Business
Oil marketers face massive monthly losses of ₦102.48bn in a brutal petrol price war with Dangote Refinery
Petroleum importers and marketers in Nigeria are reeling from substantial financial losses amid an intensifying price war triggered by Dangote Petroleum Refinery’s sharp reduction in petrol prices.
The refinery slashed its gantry price from ₦828 per litre to ₦699 per litre, forcing competitors to follow suit and resulting in projected monthly losses of up to ₦102.48 billion for importers. Based on daily national consumption of 50 million litres, with importers supplying around 26.48 million litres, the ₦129 per litre price gap translates to daily losses of approximately ₦3.41 billion.

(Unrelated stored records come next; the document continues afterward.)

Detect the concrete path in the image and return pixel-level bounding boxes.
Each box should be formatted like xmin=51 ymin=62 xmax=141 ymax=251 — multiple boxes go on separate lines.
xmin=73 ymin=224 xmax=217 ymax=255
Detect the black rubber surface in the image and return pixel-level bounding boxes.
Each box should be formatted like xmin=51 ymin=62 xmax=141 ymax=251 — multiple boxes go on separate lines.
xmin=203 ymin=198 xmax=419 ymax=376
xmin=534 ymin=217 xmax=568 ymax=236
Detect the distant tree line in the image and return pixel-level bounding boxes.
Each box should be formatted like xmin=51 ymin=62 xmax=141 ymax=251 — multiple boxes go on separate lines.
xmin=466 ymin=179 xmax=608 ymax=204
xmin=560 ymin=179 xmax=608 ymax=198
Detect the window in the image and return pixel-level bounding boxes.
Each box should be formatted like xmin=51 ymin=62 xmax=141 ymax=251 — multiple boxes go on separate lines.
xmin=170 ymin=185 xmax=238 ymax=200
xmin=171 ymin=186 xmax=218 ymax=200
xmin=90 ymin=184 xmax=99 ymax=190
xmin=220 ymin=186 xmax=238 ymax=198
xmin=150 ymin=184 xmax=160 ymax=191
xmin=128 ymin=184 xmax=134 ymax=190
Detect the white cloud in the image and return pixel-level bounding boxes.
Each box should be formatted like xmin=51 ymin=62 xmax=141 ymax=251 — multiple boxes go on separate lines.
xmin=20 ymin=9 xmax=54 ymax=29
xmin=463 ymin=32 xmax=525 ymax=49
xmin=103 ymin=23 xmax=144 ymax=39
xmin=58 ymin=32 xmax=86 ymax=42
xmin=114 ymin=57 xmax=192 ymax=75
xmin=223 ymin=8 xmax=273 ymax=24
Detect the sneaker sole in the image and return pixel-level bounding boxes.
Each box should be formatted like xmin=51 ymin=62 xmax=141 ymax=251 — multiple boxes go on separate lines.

Private depots in Lagos have cut prices by about 14%, with examples including reductions from ₦828 to ₦710 per litre, leading to weakened sales, shrinking margins, and potential stock overhang across the supply chain.

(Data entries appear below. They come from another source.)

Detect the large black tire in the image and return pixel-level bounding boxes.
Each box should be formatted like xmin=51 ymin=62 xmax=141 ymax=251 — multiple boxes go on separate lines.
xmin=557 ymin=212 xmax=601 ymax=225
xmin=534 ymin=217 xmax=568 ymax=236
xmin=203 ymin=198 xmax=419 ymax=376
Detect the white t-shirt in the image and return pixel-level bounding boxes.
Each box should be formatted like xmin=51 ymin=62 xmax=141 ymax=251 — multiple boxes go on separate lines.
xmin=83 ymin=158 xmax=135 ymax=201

Importers with undischarged cargoes still on waterways are particularly hard-hit, struggling to manage unsold stocks purchased at higher rates. One industry spokesman noted the severe challenges, stating that those with imported petrol face uncertain prospects in the current market.
Retail marketers are also suffering, forced to sell existing stocks bought at around ₦828 per litre below cost, with estimated collective losses exceeding ₦80 billion. Marketers have described the abrupt ₦129 reduction as a “big shock,” highlighting difficulties in coping with the interconnected impacts on filling stations holding large volumes.
Industry voices have called for compensation from Dangote Refinery, such as discounts on future purchases, to mitigate the ongoing “financial bleeding” from selling at reduced rates to remain competitive.